Monday, April 2, 2012

Gang Busters

I spent my morning 20 minutes online returning to the Nakamura Eigeki project, starting at #AF501, which means I've got about 800 more posters to sift through (though, actually, about half have already been done). I stopped at #500 on Friday, then spent the weekend online time updating this blog, adding chit-chat to justify posting gratuitous images of plump Asian beauties and old movie posters. Speaking of the former, say "Howdy ma'am" to earth-goddess Tamaki Yasuoka at left.

You know, there really ought to be a place online where one can add serious information about an unlimited variety of topics, uncensored, even such traditionally despised fields as B-films and Japanese erotica... You know, sort of a "sum of human knowledge"... Oh right, one was started, but was destroyed from within by narrow-minded, pseudo-intellectual bigots and their nitwit stooges. My serious work goes now to the two Pink Film archives, Boobpedia, and IMDb, and here I chit-chat with myself, rather than co-workers at a larger project, to mull over things and keep it interesting... But then like any American who has lived through the past half century or so, I'm accustomed to seeing good ideas go spectacularly bad. And besides, I swore not to rant about that hellhole anymore. Instead let's say "HOWDY Ma'am!" to Ms. Rose Aoyama at right.
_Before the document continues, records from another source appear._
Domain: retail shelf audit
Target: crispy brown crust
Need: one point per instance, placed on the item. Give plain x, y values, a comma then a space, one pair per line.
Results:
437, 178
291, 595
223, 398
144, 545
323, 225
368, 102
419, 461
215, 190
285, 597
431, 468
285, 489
Seeing Guns Don't Argue (1957) the other day put me in the mood to see the film before it, Gang Busters (1955). Again, how much is true, and how much is just police-state fantasy/propaganda, I don't know, but I'd estimate 10% former, 90% latter. Again, it was an entertaining little 70 minutes or so if taken with a pound of salt. This one didn't have the big-name gangster power that Guns did. It told the story of the Public Enemy #4, John Omar Pinson and his even lesser-known cohorts. Pinson's shenanigans and multiple prison-breaks are re-enacted by Myron Healey (who played Dillinger in Guns). It seems kind of strange that they would use these stories for the first film and the big-name gangsters for the second, two years later. Anyway, it's another passably entertaining little cops & robbers yarn. I'd be interested to see the original TV series now. Five out of Ten.